# Where can I buy egg whites?



## FitzTheMan (Oct 26, 2011)

Where in the UK can I actually buy egg whites? do they sell them here?

Edit: I reckon some people might be able to make use of this link so thought I'd post it up here;

http://www.twochicks.co.uk/sport.php

Reason for posting; I learned something from it.


----------



## monsta (Jan 14, 2012)

sainsbury's mate or find a golds gym


----------



## s&amp;ccoach (May 18, 2011)

Myprotein

Eggnation

Two chicks do them that's sold in some supermarkets


----------



## FitzTheMan (Oct 26, 2011)

If I buy them, are they expensive for my diet, would I be better sticking to whey?
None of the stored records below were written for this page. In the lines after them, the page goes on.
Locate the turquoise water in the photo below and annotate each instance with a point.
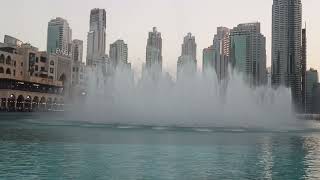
(32, 147)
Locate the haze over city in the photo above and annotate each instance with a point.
(132, 20)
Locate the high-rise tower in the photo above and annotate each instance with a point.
(286, 46)
(248, 52)
(154, 52)
(119, 54)
(59, 37)
(187, 62)
(96, 45)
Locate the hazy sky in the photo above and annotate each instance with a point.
(131, 20)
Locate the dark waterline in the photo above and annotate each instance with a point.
(46, 146)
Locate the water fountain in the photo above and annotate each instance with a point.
(197, 101)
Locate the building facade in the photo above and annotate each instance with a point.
(286, 46)
(59, 36)
(154, 52)
(316, 99)
(118, 54)
(77, 50)
(28, 80)
(221, 47)
(187, 62)
(208, 55)
(96, 42)
(311, 80)
(248, 52)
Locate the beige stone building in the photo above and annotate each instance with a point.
(31, 80)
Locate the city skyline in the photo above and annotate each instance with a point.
(133, 28)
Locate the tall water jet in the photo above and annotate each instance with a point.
(197, 101)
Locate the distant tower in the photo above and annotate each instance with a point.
(304, 68)
(248, 52)
(187, 62)
(311, 81)
(96, 45)
(119, 54)
(77, 50)
(221, 45)
(286, 46)
(59, 36)
(154, 52)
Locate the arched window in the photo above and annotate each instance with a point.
(8, 71)
(8, 60)
(1, 58)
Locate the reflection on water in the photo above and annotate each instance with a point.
(33, 149)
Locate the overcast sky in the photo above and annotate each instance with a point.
(131, 20)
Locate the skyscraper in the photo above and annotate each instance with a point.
(286, 46)
(77, 50)
(311, 81)
(304, 68)
(96, 45)
(154, 52)
(59, 36)
(208, 56)
(248, 52)
(119, 54)
(187, 62)
(221, 45)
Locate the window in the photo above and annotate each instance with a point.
(1, 58)
(8, 60)
(43, 59)
(8, 71)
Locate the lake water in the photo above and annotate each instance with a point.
(33, 147)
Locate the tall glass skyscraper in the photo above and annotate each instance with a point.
(119, 54)
(286, 46)
(154, 52)
(187, 62)
(96, 45)
(248, 52)
(59, 36)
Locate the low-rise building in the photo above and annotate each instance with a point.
(28, 79)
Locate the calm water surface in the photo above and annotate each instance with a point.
(32, 147)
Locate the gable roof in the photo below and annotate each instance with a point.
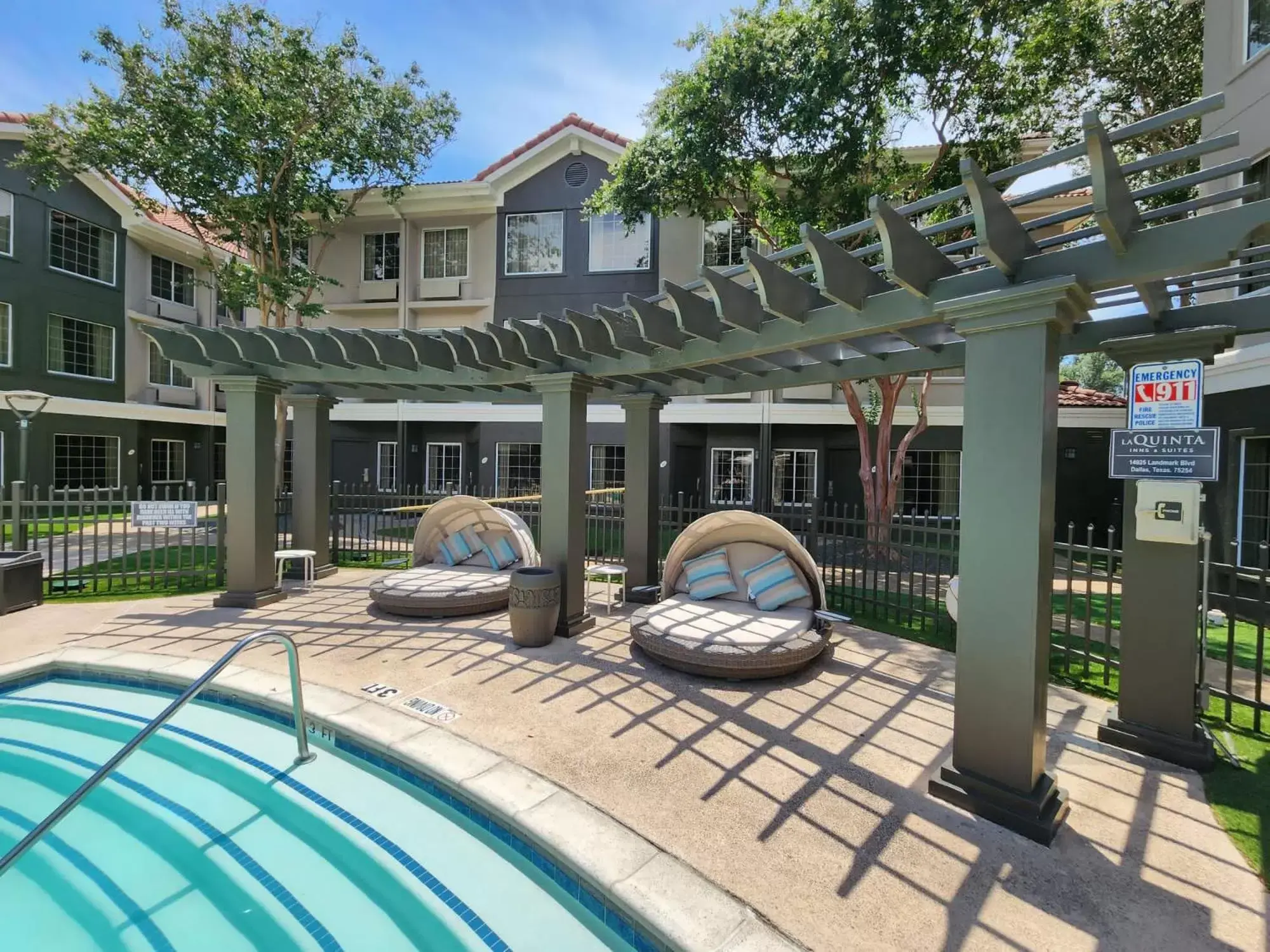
(1073, 394)
(571, 120)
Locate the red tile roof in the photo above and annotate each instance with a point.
(571, 120)
(1073, 394)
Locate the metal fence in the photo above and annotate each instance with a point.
(92, 546)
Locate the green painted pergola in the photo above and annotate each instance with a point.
(1006, 304)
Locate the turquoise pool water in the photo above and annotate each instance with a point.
(208, 838)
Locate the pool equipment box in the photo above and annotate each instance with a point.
(166, 515)
(1166, 397)
(1165, 455)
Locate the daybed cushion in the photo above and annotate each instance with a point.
(725, 623)
(440, 590)
(744, 557)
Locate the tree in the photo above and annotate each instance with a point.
(792, 112)
(1095, 371)
(257, 134)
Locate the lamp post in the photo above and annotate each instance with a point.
(26, 407)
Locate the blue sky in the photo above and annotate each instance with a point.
(515, 67)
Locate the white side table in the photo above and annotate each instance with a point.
(305, 557)
(610, 576)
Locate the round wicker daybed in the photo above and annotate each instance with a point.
(434, 590)
(728, 637)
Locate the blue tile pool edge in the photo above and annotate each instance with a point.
(592, 902)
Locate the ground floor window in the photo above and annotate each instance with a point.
(1254, 526)
(86, 461)
(732, 477)
(608, 466)
(932, 484)
(444, 468)
(793, 477)
(519, 470)
(167, 461)
(385, 468)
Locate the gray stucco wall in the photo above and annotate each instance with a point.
(577, 288)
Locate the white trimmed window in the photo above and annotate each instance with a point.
(81, 348)
(535, 244)
(793, 477)
(608, 466)
(164, 373)
(932, 484)
(385, 466)
(614, 248)
(82, 460)
(382, 256)
(445, 253)
(1259, 27)
(82, 248)
(519, 469)
(167, 461)
(6, 334)
(732, 477)
(6, 223)
(172, 281)
(725, 241)
(444, 468)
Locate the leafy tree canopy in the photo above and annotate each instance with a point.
(256, 133)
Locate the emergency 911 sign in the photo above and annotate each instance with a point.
(1166, 397)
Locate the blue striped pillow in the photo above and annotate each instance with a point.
(500, 552)
(459, 546)
(709, 576)
(774, 583)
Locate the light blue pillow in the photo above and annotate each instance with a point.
(774, 583)
(500, 552)
(709, 576)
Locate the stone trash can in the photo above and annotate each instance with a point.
(534, 605)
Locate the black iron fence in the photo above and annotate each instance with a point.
(93, 546)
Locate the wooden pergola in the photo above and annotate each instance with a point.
(1005, 303)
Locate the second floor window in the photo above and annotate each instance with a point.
(535, 244)
(81, 348)
(614, 248)
(725, 241)
(6, 223)
(382, 258)
(81, 248)
(164, 373)
(172, 281)
(6, 336)
(1259, 26)
(445, 253)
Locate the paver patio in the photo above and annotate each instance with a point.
(806, 797)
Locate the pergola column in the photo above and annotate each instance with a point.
(1158, 714)
(1010, 440)
(641, 539)
(563, 520)
(252, 521)
(311, 478)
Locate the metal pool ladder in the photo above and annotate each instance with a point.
(303, 753)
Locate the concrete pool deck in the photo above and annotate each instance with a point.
(803, 797)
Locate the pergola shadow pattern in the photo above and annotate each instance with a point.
(763, 326)
(803, 797)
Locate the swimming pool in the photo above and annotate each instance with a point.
(209, 838)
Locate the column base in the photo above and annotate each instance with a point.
(1196, 752)
(1036, 816)
(575, 625)
(250, 600)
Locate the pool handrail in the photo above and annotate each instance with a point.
(303, 753)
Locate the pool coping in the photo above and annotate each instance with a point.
(664, 897)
I'm on kind of a low budget so I have to make do with what I can afford really... But I've been trying to find some sort of whole food with high protein content lately because it'd help my progress a lot so I've been told by a few people. Any advice?


----------



## C.Hill (Nov 21, 2010)

I buy these from any waitrose mate, roughly £2.70 for a 15 egg White carton, pricey, but convenient.


----------



## FitzTheMan (Oct 26, 2011)

Looks good tbh, but if I'm honest with you I've never heard of Waitrose... Ever. Sainsbury's definitely rings a bell though, obviously haha. Can I basically buy them from any supermarket?


----------



## WannaGetHench (Aug 22, 2010)

never heard of waitrose?


----------



## switch (Jan 5, 2011)

All supermarkets sell them, most give you a free yolk too, cool or what !


----------



## s&amp;ccoach (May 18, 2011)

FitzTheMan said:


> Looks good tbh, but if I'm honest with you I've never heard of Waitrose... Ever. Sainsbury's definitely rings a bell though, obviously haha. Can I basically buy them from any supermarket?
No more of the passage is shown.